Acordam em conferência os juízes da Secção de Contencioso Administrativo do Tribunal Central Administrativo Norte:

A A., S.A. veio interpor RECURSO JURISDICIONAL da sentença do Tribunal Administrativo e Fiscal de Viseu, de 30.12.2019, pela qual foi julgado improcedente o incidente do levantamento do efeito suspensivo automático resultante da interposição de uma acção de contencioso pré-contratual pela Recorrida M., S.A., contra o Instituto da Segurança Social I.P. e a ora Recorrente para anulação dos actos administrativos de exclusão da proposta da ora Recorrida, constante do relatório final de 23.08.2019 e de adjudicação à ora Recorrente constante da deliberação de 29.08.2019 daquele Instituto, referente ao concurso público nº 2001/18/002919, aberto para o Fornecimento de Género Alimentar (frango congelado em pedaços sem miúdos).

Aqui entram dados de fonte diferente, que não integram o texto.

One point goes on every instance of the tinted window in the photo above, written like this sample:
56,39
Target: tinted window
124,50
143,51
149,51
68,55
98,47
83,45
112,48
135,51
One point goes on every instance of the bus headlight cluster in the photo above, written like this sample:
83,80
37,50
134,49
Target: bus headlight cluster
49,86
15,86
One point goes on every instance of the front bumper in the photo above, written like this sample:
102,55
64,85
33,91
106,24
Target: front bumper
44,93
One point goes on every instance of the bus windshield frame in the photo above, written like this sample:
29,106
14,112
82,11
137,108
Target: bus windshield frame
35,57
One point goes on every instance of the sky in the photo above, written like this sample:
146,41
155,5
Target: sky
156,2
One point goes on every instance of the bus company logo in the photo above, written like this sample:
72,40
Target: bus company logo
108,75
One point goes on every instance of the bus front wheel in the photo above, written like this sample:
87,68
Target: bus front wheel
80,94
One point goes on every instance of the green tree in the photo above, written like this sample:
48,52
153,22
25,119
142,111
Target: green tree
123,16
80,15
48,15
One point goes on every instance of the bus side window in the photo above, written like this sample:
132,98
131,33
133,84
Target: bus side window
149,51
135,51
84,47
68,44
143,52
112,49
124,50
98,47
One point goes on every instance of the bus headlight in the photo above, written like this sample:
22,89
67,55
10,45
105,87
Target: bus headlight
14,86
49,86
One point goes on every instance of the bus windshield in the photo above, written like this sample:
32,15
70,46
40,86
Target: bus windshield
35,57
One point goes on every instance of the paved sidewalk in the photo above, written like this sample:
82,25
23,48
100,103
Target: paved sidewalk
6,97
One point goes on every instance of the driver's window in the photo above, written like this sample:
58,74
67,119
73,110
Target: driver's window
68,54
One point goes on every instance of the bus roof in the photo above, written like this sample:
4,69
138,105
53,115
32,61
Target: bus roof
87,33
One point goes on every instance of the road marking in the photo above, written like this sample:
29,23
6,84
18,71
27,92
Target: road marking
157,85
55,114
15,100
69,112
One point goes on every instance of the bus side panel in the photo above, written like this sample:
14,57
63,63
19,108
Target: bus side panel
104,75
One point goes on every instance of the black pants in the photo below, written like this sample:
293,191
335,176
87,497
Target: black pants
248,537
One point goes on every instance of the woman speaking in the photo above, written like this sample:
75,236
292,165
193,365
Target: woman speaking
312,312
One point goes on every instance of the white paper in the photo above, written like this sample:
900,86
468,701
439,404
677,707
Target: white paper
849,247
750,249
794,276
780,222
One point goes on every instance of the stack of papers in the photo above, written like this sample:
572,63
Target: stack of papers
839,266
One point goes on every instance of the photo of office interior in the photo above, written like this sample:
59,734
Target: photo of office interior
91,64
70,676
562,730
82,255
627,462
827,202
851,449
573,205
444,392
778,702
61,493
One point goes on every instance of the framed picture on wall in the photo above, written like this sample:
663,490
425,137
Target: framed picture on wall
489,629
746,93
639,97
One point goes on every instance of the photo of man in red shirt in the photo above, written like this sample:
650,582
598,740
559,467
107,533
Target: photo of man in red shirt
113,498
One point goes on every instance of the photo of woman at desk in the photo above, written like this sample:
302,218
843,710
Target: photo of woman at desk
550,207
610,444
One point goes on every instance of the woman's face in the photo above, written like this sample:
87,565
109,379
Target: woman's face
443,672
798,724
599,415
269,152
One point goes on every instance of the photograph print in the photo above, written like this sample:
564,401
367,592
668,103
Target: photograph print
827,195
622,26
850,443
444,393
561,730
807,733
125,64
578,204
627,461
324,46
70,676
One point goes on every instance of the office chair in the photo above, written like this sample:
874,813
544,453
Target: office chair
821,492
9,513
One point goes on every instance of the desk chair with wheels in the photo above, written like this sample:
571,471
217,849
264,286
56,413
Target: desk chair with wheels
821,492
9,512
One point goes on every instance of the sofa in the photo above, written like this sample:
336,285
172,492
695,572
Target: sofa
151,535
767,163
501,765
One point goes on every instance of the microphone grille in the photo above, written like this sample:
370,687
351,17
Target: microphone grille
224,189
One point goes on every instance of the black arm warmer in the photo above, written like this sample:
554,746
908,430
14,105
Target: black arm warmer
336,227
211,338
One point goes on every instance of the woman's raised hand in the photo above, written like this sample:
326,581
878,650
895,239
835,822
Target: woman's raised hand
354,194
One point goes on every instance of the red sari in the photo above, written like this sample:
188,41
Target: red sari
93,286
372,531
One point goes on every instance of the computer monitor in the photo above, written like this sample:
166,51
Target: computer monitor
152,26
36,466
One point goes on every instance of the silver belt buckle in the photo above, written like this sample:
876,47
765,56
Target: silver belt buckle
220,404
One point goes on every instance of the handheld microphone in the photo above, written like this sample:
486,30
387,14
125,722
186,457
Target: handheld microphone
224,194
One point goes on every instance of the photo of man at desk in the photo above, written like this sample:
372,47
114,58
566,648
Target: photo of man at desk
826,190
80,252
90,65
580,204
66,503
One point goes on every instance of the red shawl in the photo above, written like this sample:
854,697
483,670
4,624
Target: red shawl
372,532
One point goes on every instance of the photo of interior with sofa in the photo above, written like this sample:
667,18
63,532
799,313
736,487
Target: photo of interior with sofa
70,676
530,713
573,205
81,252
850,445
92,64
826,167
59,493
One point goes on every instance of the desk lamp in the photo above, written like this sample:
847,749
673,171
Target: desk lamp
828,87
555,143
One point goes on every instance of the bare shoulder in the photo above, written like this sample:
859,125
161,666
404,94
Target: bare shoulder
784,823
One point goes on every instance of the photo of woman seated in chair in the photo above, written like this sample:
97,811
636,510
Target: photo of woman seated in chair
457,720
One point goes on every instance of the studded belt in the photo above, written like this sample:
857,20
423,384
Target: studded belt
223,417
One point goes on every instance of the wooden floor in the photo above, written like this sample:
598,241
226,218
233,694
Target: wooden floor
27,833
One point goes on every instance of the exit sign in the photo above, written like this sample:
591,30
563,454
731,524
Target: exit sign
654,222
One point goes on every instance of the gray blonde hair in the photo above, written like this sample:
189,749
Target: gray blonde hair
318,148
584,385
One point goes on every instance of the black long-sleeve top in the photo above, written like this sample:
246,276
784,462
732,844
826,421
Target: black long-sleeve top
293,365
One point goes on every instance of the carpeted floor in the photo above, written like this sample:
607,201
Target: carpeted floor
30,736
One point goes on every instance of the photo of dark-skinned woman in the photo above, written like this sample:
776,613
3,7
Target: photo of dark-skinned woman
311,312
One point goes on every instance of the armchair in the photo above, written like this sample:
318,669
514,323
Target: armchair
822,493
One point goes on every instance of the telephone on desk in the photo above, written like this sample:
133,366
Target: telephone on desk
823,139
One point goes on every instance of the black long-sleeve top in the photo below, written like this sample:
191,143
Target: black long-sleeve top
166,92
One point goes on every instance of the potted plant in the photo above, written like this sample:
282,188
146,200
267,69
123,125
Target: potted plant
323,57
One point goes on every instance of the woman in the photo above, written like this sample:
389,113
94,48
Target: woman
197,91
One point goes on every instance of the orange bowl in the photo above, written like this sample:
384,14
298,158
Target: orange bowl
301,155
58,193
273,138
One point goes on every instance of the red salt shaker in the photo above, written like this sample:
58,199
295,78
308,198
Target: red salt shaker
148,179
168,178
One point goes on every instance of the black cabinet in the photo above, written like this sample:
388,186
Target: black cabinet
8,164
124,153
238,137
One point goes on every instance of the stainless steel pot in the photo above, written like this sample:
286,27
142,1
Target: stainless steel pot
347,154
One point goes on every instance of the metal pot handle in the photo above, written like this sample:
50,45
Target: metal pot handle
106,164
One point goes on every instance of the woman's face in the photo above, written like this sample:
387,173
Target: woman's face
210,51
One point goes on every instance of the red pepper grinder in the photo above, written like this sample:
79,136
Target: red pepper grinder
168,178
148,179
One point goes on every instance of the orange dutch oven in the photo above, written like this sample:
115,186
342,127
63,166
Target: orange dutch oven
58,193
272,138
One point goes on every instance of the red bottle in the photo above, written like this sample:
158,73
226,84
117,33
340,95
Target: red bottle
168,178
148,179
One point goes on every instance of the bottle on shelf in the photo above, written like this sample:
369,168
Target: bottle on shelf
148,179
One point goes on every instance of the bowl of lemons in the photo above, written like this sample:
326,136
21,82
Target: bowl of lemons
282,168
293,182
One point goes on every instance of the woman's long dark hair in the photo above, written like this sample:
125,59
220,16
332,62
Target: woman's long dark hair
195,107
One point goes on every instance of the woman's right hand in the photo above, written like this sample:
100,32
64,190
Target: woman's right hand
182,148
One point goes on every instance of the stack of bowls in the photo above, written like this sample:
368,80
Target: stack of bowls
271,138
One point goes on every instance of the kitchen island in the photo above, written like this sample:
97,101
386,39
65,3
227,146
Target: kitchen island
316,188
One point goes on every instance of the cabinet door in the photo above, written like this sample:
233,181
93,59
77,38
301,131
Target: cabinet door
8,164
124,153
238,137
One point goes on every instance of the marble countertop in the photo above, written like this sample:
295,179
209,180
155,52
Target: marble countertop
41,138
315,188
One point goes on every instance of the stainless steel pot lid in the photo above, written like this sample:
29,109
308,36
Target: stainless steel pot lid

Invocou para tanto e em síntese que: a Recorrente tem total legitimidade para suscitar o incidente de levantamento do efeito suspensivo, devendo toda a matéria alegada por esta no seu requerimento ser apreciada e valorada pelo Tribunal, sob pena de se colocar em causa o próprio interesse público (e, designadamente, daqueles a que se visou a abertura do procedimento de aquisição do género alimentar) e a tutela jurisdicional efectiva; os prejuízos da Autora, ora Recorrida são meramente potenciais (dado que a mesma além de não ter produzido um único quilograma de frango congelado, com elevadíssima probabilidade nem sequer será a entidade a quem será adjudicado o concurso); já os prejuízos da Recorrente são efetivos e presentes, na medida em que por força a assegurar o cumprimento dos prazos de entrega já iniciou essa produção.

A Recorrida contra-alegou defendendo a manutenção da decisão recorrida.

O Ministério Público neste Tribunal não emitiu parecer.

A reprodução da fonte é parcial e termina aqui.